The Senate Environment and Public Works Committee voted with bipartisan support to advance the legislation, which would spend about $53 billion a year and adjust for inflation, to the full Senate. It is not clear when the Senate will consider the bill.
Other committees in the Senate and House of Representatives are working on ways to pump money into the trust fund, which pays for about 45 percent of what U.S. states spend on roads and bridges and is forecast to run out of money by the end of August.
Senator David Vitter, the senior Republican on the Environment and Public Works Committee, said it would be tough to find a way to fund the legislation. “A bipartisan finance solution is critical to the success of this bill,” Vitter said.
Transportation Secretary Anthony Foxx warned this week that 700,000 jobs could be lost if Congress lets the trust fund run dry, which would hamper efforts to rebuild America’s crumbling infrastructure.
The gas tax that supports the fund hasn’t been raised since 1993 and covers only about $35 billion a year of the approximately $53 billion in annual federal highway and mass transit spending.
Since 2008, Congress has transferred about $54 billion from general tax revenues to the fund, which was intended to be self-sustaining. With Americans driving less and using more fuel efficient vehicles, the fund hasn’t kept pace with spending.
Groups ranging from the AFL-CIO labor federation and the U.S. Chamber of Commerce have lobbied Congress to boost fuel taxes, currently at 18.4 cents a gallon for gas and 24.4 cents for diesel. But there is little appetite among lawmakers to raise the tax in an election year.
Other ideas for plugging the funding hole also have not gained traction on Capitol Hill, including a proposal from Senate Environment and Public Works Committee Chairwoman Barbara Boxer, a Democrat, to replace the gas tax with a levy on oil at the wholesale level.
The Obama administration has proposed spending about $75 billion annually over the next four years, a significant boost from the Senate bill.
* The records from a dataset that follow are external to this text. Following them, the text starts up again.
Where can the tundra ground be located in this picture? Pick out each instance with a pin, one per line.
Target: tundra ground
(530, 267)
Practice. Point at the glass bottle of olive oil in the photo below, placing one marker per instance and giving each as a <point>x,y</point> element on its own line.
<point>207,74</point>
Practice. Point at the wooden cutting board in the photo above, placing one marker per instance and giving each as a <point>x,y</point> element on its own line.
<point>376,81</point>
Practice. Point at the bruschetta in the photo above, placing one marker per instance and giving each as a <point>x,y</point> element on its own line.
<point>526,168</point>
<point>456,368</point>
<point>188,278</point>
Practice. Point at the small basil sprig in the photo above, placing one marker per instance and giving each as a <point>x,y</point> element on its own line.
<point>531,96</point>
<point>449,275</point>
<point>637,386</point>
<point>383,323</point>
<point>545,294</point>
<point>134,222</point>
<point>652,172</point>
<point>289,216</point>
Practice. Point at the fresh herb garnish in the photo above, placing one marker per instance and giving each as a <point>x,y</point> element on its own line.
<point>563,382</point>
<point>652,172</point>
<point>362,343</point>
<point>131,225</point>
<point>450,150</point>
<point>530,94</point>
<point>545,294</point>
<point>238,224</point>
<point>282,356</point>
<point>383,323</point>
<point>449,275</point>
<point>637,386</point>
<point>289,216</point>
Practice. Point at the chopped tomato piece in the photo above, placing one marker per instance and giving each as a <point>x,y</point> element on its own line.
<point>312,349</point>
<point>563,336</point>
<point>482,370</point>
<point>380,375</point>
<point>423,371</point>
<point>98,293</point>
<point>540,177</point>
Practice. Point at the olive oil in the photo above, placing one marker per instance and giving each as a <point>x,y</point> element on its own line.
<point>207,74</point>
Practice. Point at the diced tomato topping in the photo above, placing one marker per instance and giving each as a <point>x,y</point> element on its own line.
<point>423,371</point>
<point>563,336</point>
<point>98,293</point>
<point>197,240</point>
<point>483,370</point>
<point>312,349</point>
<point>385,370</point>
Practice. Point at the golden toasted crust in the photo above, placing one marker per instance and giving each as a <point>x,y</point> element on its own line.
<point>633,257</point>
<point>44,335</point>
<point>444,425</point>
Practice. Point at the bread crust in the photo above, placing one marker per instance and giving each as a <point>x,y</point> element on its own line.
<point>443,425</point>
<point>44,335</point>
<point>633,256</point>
To pay for it, the administration would complement the existing gas tax with money from ending some business tax breaks.
Foxx this week criticized the Senate bill. “America has been waiting on a bigger solution,” he said.
The American Society of Civil Engineers also said the bill fell short. “Regrettably, while the bill may reflect political realities, it does not go far enough in addressing our country’s investment gap,” ASCE said in a statement.
In its 2013 report card, ASCE said one in nine of the country’s bridges were structurally deficient and 42 percent of its major urban highways were congested.
But the American Association of State Highway and Transportation Officials welcomed the bill’s six-year time frame, saying it helped state officials plan long-term projects.